Recently Mike Winger, a pastor and featured teacher on Biblical Thinker online, posted a very long series of videos exploring the subject of women in Christian ministry.[1] In part twelve of that video series, Winger does a careful examination of Paul’s use of the term authenteō in 1 Timothy 2:12, which he believes limits the roles of women in ministry. Here is how the ESV translates the verse: “I do not permit a woman to teach or to exercise authority (authentein) over a man; rather, she is to remain quiet.” Winger studies the use of authenteō in other Greek writings contemporary to the New Testament and concludes that Paul means that women are not to serve as pastors or elders over men. Winger’s interpretation is consistent with the consensus of the historic and worldwide church, which concluded that women are not to lead men as lead preachers, pastors, priests, or elders.
But Winger’s article violates the egalitarian instincts (i.e., no distinct gender roles) of many American Christians, so it has attracted a lot of negative attention from scholars and teachers, including such accomplished professors as Beth Allison Barr[2] and Scot McKnight.[3] A full-scale response was published online by Andrew Bartlett and Terran Williams,[4] who criticize Winger for a host of issues, but especially for his understanding of the term authenteō. Rather than meaning “have authority,” as Winger asserts, Bartlett and Williams argue that the term means something more like to dominate or strong arm someone. They thus conclude that
“Any church or denomination that excludes women from eldership or pastoral leadership on the basis of reading authenteō as ‘have authority’ or ‘exercise authority’ lacks a sound basis for doing so.”[5]
The concern of Bartlett and Williams is, of course, not really lexigraphical (word definitions). It is theological. They are bothered by Winger’s complementarian views (that men and women are different yet complement each other). It is wrong to hold that the scriptures do not allow women to serve as lead ministers/pastors or elders over men.
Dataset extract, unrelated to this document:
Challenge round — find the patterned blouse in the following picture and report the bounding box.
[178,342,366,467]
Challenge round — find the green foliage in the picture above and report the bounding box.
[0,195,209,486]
Instead, they are convinced that the Bible is fully egalitarian, and that the texts that seem to say otherwise have been misread, including 1 Timothy 2:12.
“They are convinced that the Bible is fully egalitarian, and that the texts that seem to say otherwise have been misread.”
It is their argument against complementarianism that attracts Barr and McKnight, who support the detailed response from Barlett and Williams, as both Barr and McKnight promote egalitarianism.
But does a precise definition of authenteō determine whether or not the Bible is complementarian? Even if we translate 1 Timothy 2:12 consistent with Bartlett and Williams’s argument, would the historic and majority church be proven wrong in its belief that the Christian faith is inherently complementarian? The answer is no, and there has been no contextual reconstruction or linguistic discovery that has changed the fact the Bible is complementarian. And whether restless Americans like it or not, God has created men and women different from each other, and designed us to complement each other through different roles.
A Brief Reminder
RENEW.org has published extensively on the subject of complementarianism, demonstrating how the Bible both assumes it and teaches it.[6] For that reason, I simply wish to give a brief reminder of just how complementarian the Bible is.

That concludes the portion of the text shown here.